A report on the implementation of anti-tobacco laws in the capital presents a gloomy picture of the progress made so far, while plans to control tobacco use remain on the drawing board.
At a press conference held to mark the World No Tobacco Day on Saturday, Capital Administration and Development Division (CADD) Project Director Dr Minhajusiraj said, “Since efforts in Pakistan remain primarily donor-funded, CADD is preparing a financial plan for a two-year project to ensure Islamabad becomes smoke-free in the near future.
We have sent a request to the Ministry of National Health Services, Regulation and Coordination to include anti-smoking medicines in its list of essential drugs, so that they are readily available in the market, he stated. “This would help decrease the consumption of tobacco products in the country.”
Dr Minhajusiraj announced the opening of the second Cessation Clinic at Pims for people who would like to quit tobacco use.
“CADD is developing a National Plan for Cancer Prevention and Control involving all stakeholders. It will establish the first comprehensive care cancer hospital of the country in Islamabad.”
Dr Minhajusiraj said, “The volatile law and order situation in the country is not conducive to a discussion on tobacco control laws, but tobacco use kills five times more Pakistanis than terrorism, target killings, road accidents, sectarian violence, honour killings and drone attacks”.
He shared the findings of the report for which data was gathered from 1,250 public places.

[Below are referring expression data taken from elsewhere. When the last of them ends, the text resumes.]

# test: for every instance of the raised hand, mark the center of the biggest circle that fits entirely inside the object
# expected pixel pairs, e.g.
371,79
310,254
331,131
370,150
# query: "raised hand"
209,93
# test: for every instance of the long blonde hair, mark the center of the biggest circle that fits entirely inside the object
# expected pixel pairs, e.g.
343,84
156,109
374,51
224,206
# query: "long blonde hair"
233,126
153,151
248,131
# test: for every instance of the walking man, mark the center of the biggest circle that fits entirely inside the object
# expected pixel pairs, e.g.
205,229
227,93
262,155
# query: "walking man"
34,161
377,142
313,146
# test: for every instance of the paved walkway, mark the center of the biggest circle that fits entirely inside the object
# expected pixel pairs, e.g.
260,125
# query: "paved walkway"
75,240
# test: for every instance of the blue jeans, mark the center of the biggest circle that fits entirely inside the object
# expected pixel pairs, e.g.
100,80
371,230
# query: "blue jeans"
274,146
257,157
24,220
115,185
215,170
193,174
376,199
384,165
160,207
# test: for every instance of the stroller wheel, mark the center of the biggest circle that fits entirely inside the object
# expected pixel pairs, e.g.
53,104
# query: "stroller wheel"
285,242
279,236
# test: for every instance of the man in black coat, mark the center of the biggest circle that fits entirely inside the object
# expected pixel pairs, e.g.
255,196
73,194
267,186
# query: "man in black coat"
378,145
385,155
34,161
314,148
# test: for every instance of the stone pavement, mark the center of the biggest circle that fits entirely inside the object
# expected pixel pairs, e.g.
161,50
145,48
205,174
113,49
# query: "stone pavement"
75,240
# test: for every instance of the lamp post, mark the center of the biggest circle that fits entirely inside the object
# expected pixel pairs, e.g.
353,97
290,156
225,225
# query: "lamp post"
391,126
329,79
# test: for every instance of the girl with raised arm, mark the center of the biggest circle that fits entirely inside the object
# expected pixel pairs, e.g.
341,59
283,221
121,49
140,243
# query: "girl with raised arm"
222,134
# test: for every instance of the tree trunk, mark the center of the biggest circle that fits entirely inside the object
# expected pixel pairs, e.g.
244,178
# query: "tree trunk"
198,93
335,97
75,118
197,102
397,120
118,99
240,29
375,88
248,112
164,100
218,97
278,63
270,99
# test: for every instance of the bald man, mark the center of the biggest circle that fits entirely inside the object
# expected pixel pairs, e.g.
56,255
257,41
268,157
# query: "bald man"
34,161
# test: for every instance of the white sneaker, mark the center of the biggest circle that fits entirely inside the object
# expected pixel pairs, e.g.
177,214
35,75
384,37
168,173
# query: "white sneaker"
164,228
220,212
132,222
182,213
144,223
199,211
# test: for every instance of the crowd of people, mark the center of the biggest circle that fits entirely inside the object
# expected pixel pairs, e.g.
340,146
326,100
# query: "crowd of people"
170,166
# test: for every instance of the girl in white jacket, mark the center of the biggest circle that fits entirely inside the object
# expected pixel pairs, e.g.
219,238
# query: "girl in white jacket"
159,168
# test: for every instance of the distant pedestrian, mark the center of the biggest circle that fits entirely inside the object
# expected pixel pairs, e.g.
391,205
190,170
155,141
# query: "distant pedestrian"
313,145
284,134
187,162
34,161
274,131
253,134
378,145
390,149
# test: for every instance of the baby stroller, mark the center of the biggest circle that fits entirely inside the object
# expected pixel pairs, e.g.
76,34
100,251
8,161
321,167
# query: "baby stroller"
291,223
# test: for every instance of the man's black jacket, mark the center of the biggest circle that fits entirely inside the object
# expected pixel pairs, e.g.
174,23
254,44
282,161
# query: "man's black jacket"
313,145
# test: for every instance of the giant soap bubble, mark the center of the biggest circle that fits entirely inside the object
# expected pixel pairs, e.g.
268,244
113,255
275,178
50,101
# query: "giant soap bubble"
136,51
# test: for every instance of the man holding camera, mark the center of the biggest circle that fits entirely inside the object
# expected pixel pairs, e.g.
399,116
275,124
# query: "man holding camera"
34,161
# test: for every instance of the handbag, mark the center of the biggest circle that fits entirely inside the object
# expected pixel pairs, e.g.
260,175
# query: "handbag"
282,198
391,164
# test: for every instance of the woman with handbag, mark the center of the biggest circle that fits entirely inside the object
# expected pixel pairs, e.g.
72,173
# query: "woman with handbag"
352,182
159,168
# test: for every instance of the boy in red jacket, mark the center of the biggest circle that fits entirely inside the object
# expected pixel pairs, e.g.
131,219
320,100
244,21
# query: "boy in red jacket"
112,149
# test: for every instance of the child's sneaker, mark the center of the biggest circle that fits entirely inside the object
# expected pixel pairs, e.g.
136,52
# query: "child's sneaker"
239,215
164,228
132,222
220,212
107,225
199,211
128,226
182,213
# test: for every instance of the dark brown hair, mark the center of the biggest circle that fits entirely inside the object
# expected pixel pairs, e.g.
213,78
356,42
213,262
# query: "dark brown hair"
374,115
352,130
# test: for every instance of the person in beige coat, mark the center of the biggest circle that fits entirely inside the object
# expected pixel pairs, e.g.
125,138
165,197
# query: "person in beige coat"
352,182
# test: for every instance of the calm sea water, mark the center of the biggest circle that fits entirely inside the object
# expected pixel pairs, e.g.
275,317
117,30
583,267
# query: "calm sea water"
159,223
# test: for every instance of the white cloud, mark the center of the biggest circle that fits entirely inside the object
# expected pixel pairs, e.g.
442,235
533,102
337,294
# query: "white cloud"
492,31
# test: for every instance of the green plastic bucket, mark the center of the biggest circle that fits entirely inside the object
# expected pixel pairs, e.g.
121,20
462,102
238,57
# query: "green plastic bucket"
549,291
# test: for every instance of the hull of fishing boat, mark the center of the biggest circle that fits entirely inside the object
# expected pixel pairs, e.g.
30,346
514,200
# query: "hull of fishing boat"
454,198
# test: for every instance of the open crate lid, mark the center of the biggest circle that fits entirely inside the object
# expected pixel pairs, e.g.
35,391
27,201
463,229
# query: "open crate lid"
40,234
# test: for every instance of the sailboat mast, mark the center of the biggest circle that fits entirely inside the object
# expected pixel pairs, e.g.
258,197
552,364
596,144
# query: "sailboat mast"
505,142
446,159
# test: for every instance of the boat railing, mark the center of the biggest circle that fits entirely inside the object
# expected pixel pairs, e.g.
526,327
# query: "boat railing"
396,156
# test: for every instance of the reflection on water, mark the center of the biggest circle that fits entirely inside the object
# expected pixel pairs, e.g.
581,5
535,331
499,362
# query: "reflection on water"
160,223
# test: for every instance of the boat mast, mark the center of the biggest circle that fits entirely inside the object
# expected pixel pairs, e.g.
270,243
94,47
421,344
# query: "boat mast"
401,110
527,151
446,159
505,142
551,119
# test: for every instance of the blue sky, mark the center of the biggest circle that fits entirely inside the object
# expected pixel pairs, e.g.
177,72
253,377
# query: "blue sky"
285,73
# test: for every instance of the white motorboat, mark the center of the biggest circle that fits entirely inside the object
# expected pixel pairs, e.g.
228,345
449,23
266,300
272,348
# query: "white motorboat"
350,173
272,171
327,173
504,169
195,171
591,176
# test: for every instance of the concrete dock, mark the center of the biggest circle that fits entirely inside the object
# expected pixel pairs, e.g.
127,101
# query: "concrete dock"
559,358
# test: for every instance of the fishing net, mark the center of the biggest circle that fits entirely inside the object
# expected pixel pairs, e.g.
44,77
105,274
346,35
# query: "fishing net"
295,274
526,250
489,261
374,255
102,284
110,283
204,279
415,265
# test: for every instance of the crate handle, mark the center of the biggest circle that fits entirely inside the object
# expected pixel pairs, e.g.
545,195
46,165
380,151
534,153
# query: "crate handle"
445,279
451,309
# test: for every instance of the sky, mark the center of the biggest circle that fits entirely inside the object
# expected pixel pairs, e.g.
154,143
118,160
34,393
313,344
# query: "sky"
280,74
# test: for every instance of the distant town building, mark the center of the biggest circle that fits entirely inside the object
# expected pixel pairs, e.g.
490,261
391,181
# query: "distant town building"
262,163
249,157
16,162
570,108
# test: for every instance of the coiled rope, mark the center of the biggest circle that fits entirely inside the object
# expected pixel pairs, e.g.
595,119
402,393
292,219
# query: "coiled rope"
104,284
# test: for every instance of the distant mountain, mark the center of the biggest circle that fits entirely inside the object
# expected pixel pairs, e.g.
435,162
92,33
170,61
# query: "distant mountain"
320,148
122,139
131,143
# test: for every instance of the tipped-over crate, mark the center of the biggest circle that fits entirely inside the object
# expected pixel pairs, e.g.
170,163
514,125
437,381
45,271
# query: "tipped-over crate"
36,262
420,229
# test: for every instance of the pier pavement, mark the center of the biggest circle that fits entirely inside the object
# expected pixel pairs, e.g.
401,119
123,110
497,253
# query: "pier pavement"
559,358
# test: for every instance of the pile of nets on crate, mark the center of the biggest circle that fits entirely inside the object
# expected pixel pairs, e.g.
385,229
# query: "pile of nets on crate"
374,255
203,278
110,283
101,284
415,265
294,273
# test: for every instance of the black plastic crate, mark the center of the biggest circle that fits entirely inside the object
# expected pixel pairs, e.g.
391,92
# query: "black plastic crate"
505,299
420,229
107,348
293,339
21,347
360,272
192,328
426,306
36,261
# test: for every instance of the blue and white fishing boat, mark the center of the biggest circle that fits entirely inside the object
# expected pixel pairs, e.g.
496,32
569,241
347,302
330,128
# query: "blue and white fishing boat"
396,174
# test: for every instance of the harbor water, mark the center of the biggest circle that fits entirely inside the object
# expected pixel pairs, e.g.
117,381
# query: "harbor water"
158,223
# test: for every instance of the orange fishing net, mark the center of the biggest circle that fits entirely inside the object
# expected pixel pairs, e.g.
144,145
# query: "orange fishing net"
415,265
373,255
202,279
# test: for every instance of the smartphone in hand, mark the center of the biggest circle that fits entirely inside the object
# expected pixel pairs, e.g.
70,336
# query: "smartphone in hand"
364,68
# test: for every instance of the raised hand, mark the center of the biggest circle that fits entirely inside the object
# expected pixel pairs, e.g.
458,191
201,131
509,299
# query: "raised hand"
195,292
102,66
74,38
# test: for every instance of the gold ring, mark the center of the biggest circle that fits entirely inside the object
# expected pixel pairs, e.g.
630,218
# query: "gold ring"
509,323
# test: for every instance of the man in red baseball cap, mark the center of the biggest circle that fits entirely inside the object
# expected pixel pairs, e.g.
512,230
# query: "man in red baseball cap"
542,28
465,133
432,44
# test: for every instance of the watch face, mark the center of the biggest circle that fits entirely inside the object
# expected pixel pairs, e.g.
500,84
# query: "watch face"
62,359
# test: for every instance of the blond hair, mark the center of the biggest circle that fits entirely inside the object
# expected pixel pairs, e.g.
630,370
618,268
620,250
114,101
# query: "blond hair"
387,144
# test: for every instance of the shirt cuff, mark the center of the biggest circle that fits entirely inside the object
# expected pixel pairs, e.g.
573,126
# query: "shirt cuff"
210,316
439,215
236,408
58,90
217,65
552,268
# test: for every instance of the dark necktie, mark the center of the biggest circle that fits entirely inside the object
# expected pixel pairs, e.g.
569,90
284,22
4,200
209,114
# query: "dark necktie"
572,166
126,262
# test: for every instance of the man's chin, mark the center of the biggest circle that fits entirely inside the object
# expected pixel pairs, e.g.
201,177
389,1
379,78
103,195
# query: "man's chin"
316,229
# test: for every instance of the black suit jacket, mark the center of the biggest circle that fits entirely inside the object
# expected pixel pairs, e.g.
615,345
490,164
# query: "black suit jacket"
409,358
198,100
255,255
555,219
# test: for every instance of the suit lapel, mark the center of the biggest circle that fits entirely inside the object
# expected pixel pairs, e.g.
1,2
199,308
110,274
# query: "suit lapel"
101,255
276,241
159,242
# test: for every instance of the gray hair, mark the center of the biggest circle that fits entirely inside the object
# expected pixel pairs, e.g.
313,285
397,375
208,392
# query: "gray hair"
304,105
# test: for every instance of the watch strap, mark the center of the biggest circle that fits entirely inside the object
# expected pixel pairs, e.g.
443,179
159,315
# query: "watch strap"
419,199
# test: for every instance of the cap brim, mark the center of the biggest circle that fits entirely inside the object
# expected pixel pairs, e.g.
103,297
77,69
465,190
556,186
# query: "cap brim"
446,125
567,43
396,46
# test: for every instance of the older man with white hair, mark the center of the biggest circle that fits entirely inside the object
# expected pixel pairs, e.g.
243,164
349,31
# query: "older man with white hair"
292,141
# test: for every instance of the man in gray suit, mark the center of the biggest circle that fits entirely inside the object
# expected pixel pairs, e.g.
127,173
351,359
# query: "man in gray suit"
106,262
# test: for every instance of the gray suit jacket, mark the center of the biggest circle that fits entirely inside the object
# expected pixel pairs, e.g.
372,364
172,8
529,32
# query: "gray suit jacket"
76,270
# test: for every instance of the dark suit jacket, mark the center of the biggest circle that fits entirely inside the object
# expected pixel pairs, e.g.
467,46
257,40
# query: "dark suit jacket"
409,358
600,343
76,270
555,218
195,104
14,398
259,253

According to the report, in 74% of public places, “No Smoking” signs were absent, 71% of people were seen smoking in public places, 48% of people were not aware of the ban on smoking in public places, sale of tobacco products to minors stood at 73%, while 63% of cigarette packs had no warning. In 82% cases, cigarette outlets were situated within 50 metres of educational institutions.
The majority of public schools, hospitals and Parliament House are not smoke-free zones, he stated. “Parliamentarians and doctors smoke in their offices which is a clear violation of anti-tobacco laws enshrined in Prohibition of Smoking and Protection of Non-Smokers Health Ordinance, 2002, he stated.
“We sent requests to the Polyclinic Hospital and the Pakistan Institute of Medical Sciences (Pims) to declare their hospitals smoke-free. We received a positive response from Polyclinic Hospital but not from Pims.”
World Health Organisation (WHO) Tobacco Control Cell in-charge Dr Shehzad Alam said a nationwide survey conducted last year found that 15% children aged 13 to 15 are using tobacco in various forms.
These include 18% boys and 11.3 % girls. Some
10% of the children interviewed said they had been provided with free cigarette samples by tobacco companies, while 40% said they started smoking before the age of 10.
Published in The Express Tribune, June 1st, 2014.